Una proiezione sull’anno meteorologico sino a novembre: ecco cosa spunta!

L'evento che ha cambiato le sorti della fase finale dell'inverno potrebbe influenzare ancora l'annata.

Una proiezione sull’anno meteorologico sino a novembre: ecco cosa spunta!

La primavera potrebbe risentire ancora dello "scossone barico" occorso a fine febbraio sul Continente e continuare a riproporre schemi non propriamente consoni alla primavera.

Secondo il modello sperimentale CFS2, aldilà dei dettagli che sicuramente non troveranno alcun riscontro nella realtà, colpisce come la previsione "media" relativa ai mesi di aprile e maggio continui a mostrare scenari instabili, a tratti perturbati, addirittura a maggio anche freddi.

Stupisce proprio lo schema barico di maggio con l’anticiclone delle Azzorre "stirato" verso la Russia da una forte corrente da ovest, che correrebbe però alta di latitudine; sull’Europa centrale e mediterranea invece si muoverebbero a ritroso masse d’aria fredde per la stagione, capaci di generare depressioni sull’Italia, maltempo e neve a quote basse fuori stagione sui nostri monti.

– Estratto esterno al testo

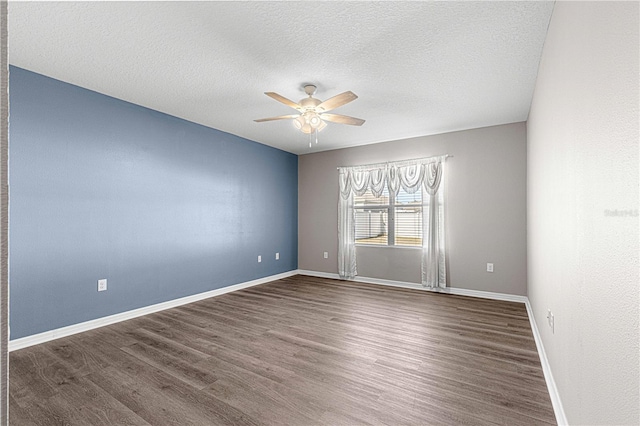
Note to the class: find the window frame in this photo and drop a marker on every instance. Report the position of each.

L’estate vedrebbe meno anticiclone africano, più azzorriano, e trascorrerebbe in modo quasi del tutto normale, dunque meno calda rispetto a quella estrema dello scorso anno e con frequenti passaggi temporaleschi al nord.

L’autunno oltretutto andrebbe a riproporre in maniera anche vistosa l’anomalia barica che abbiamo appena sperimentato: prematuro anticiclone in sede russo scandinavo e freddo anticipato per mezza Europa e su parte d’Italia con risvolti tutti da vedere.

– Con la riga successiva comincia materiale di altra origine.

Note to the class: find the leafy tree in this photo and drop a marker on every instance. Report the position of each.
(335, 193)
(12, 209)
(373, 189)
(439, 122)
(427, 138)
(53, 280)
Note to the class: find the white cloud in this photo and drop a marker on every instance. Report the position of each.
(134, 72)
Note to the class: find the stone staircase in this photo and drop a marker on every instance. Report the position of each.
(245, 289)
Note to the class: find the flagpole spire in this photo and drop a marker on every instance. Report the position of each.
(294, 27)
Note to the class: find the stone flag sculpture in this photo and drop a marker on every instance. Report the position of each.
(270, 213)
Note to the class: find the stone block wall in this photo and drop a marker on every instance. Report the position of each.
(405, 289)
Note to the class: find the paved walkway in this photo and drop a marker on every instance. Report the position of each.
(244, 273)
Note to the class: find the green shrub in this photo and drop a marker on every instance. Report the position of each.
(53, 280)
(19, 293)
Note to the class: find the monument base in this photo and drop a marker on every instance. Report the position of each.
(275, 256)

Naturalmente sono tutte carte utili solo a cercare di capire se i modelli leggono o meno se la ritrovata situazione di correnti orientali sia destinata a ripetersi.

Osservando queste mappe sembra assolutamente di SI, tenendo conto anche del fatto che il sole è in "letargo" e che quanto successo a fine febbraio e anche in questa fase di marzo non si verificava da qualche anno.